Using statistical analysis to estimate real-world effects can be tricky. Often we’re not measuring quite what we want to measure (consider survey questions on topics ranging from happiness to how much are you willing to pay to reduce some risk) or not directly measuring at all (for example, when researchers use state- or country-level averages to draw inferences about individual motivation or behavior).
For some questions that spur wide interest, the data just aren’t there to give a definitive answer. For example, various researchers have tried to estimate the deterrent effect of the death penalty, but as John Donohue and Justin Wolfers discussed in a paper several years ago, it’s basically impossible to get leverage on the question because the death penalty tends to used in tandem with other crime-fighting measures. Occasionally there have been “natural experiments” in which the death penalty suddenly becomes legal or illegal but there just don’t seem to be enough of these to learn anything that’s even close to conclusive.

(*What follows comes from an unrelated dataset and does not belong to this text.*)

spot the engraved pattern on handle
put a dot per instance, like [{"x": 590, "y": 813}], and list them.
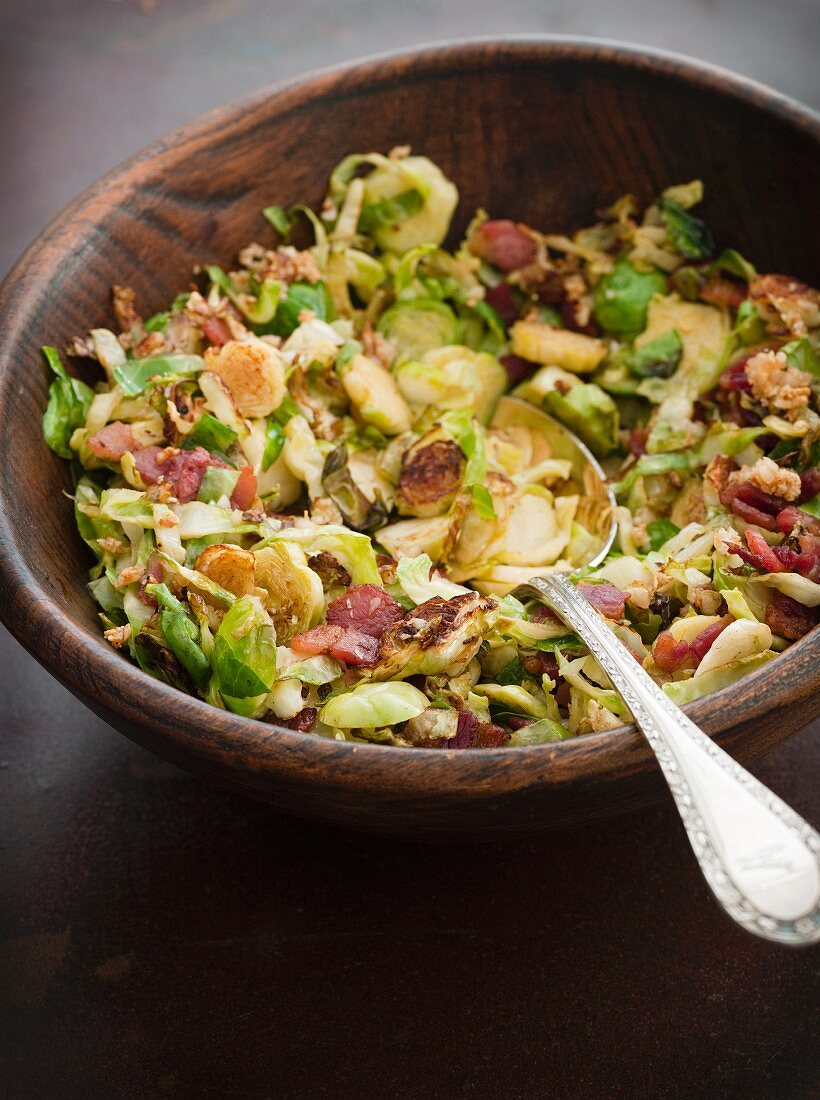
[{"x": 761, "y": 859}]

One way we can get a handle on extreme claims is to look at the numbers.
For example, Phoebe Clarke and Ian Ayres recently claimed in various places (the sports site Deadspin, the Freakonomics blog and the Journal of Socio-Economics) that “sports participation [in high school] causes women to be less likely to be religious . . . more likely to have children . . . more likely to be single mothers.” This is all possible, but oddly enough the claim was made without any reference to individual-level data. And, to bring us to our point here, the advertised effects were huge: “a ten percentage-point increase in state-level female sports participation generates a five to six percentage-point rise in the rate of female secularism, a five percentage-point increase in the proportion of women who are mothers, and a six percentage-point rise in the proportion of mothers who, at the time that they are interviewed, are single mothers.”
As I wrote on our statistics blog, these effects are huge to start with — elasticities of 50 percent for things that have nothing (apparently) to do with the treatment — and are even larger when you consider that the outcomes are binary and, for example, sports participation can’t make you secular if you were already going to be secular anyway, it can’t cause you to have a child if you were already going to have a child anyway, etc. The effects that were claimed are basically mathematically impossible. The implication would be that there’s this enormous group of girls who (i) will have children if they do sports, and (ii) will not have children if they do not do sports. In this particular analysis, these estimated elasticities have to be driven by big differences between states that possibly have nothing to do with high school sports.
How could this happen? How could a quantitative analysis yield estimates that don’t make any sense? It’s the old correlation-causation story (illustrated in general terms here with an amusing set of graphs showing high correlations between variables such as “Number of people who drowned by falling into a swimming-pool” and “Number of films Nicolas Cage appeared in”). The example at hand was a little better than this in that they had data at the state rather than just the national level — but it wasn’t good enough, given what came out of the analysis.
So, no, I don’t see good evidence here “that sports participation causes women to be less religious, more likely to have children, and, if they do have children, more likely to be single mothers.”
My point here is not to pick on this particular study but to demonstrate how we can think quantitatively and apply common-sense reasoning to evaluate social-science claims. I’m not saying that this sort of “sanity check” will always work, but I do think quantitative thinking can move us forward. In this example, for instance, the authors reported estimates that were implausibly huge. But if their estimates had been more reasonable, say one-tenth or 0ne-hundredth as large, then it would have been clear how essentially impossible it would have been for them to estimate these using state-level aggregates. And this in turn could have pushed their research in a useful direction, moving away from the study of lucky correlations into a closer engagement with their research question.